Perhaps some sort of digital stamp (digital signatures similar to stamps on physical envelopes) for each email sent paid for with micropayments in a cryptocurrency like nano (note: I don't own any crypto). Small cost per email like 0.01 cents that is trivial for legitimate senders but not for bulk-sending spammers. SMTP servers should put all incoming unsigned emails into spam folders. This will disincentivize spamming (probably not eliminate it) enough that self-hosting emails might be possible again without having to swim against the tide.

3 comments

Paper mail, phone calls, and text messages all cost money, and yet you get massive amounts of spam from each of those. No, putting a price on those does NOT help. What will happen is that one source of low-quality spam that will be priced out of existence will subside, and now companies with more money will be priced into the game, because they will decide that sending spam is competitive again, as there's so much less of it nowadays. So then those companies are sending you spam and there's no escape from that. What's the next step? How do you fix that? The "digital stamp" thing hasn't been thought out too far into the future.
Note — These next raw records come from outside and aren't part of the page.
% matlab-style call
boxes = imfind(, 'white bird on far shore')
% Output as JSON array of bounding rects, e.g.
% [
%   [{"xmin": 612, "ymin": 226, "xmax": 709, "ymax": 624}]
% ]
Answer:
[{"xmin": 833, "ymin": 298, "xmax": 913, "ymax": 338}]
Those are the equivalent of your banner ads and pre-roll ads. The next step is ad blocking. Since there's not a lot of companies that actually want to pay for this stuff now, there's actually not so many of them, and you can enumerate them. They'll try to randomize the text using auto-gen and eventually things like GPT-3. This might be successful. How do you protect against that?
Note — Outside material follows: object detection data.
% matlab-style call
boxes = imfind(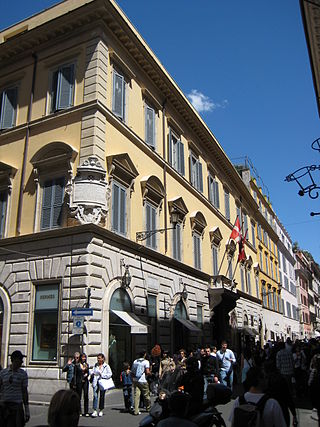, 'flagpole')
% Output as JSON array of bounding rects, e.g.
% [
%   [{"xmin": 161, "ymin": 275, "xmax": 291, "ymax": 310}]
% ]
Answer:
[{"xmin": 217, "ymin": 215, "xmax": 238, "ymax": 276}]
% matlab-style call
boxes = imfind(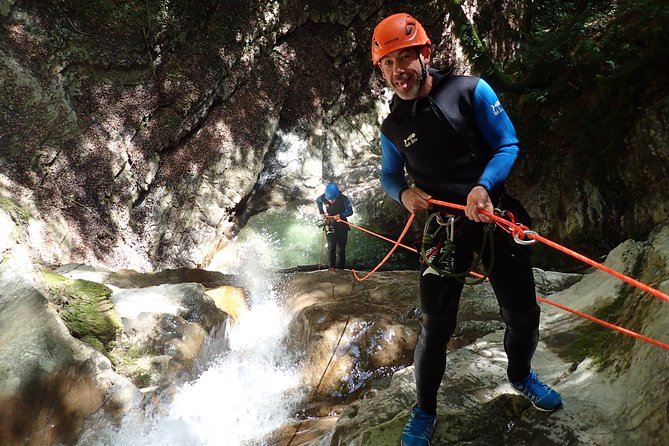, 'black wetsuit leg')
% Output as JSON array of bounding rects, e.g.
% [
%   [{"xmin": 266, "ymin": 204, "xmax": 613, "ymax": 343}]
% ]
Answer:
[
  {"xmin": 326, "ymin": 231, "xmax": 337, "ymax": 268},
  {"xmin": 414, "ymin": 233, "xmax": 472, "ymax": 414},
  {"xmin": 335, "ymin": 225, "xmax": 349, "ymax": 269}
]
Let's say you protected against that. The next step is ad integration. The kind of stuff SponsorBlock removes from YouTube videos. Small mentions of ads and sponsors, integrated into the content. Interaction reminders. Donation begging. SponsorBlock works well because all that stuff is public, but that might not work well for email. Are you willing to let an equivalent of SponsorBlock read your email? Would you trust it? It would require a completely new paradigm for such blocking addons, where we're sure - by means of technological assurances - that such a blocking program cannot spy on us by leaking emails back to the mothership. That's a tough one, and I have a feeling in the current browser-centric environment the effort is just so large, and the required approaches are so far from what's being done nowadays, and the payoff of satisfying a fringe mail-midroll-ad-blocking need is so small, that it simply won't be done.

What's next after that? SponsorBlock hasn't caught up widely enough to cause people to find workarounds. I don't know, but I'm sure it'll come.
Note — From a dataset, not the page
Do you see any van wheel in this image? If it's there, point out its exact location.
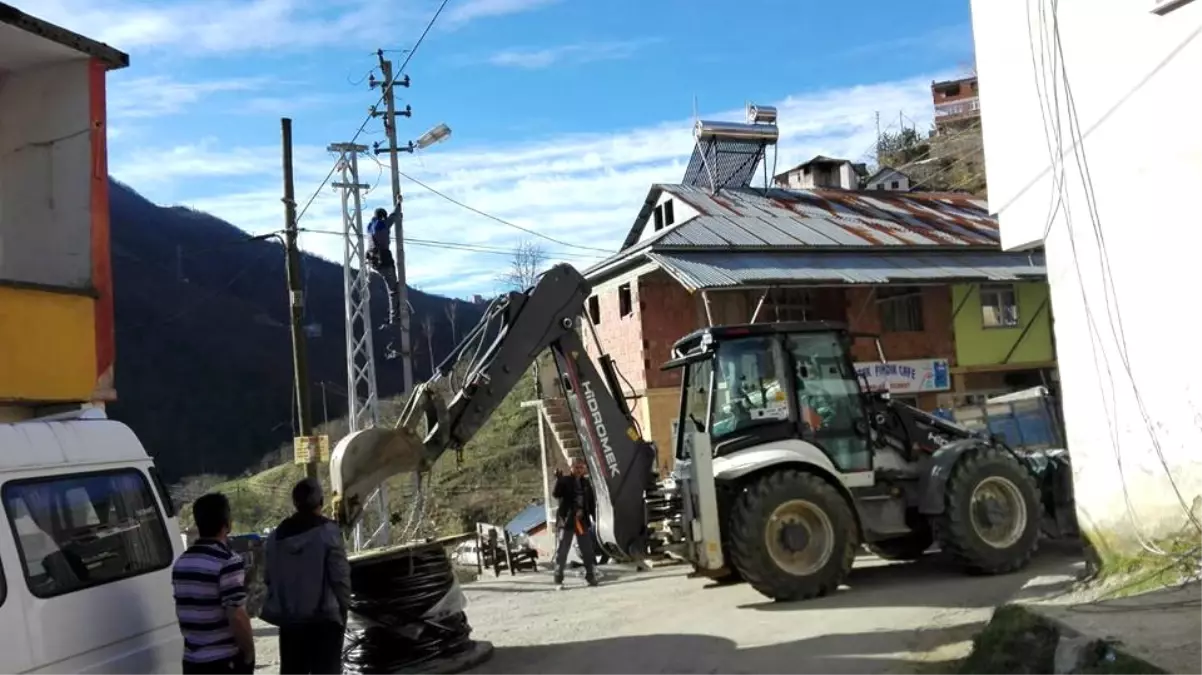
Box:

> Small cost per email like 0.01 cents that is trivial for legitimate senders but not for bulk-sending spammers

Given how much is spent on ads, I’d say that an email is still worth more than that. So, what you get is spammers paying minuscole amount of money to skip the spam filter and killing the idea at the root.

Or they can simply steal these credentials from one of the millions of hacked sites and cause additional trouble to them.

Within the confines of "a digital stamp is a good idea" [1], what you're saying isn't quite true: instead of being treated as a whitelist, a digital stamp can just be seen as an finite increase in credibility of some quantum that's decided over time by adaptive filters.

[1] It's not quite. See sibling post to yours.

Cryptocurrency is a pyramid scheme and even if it weren't, the technology crushes itself under its own weight.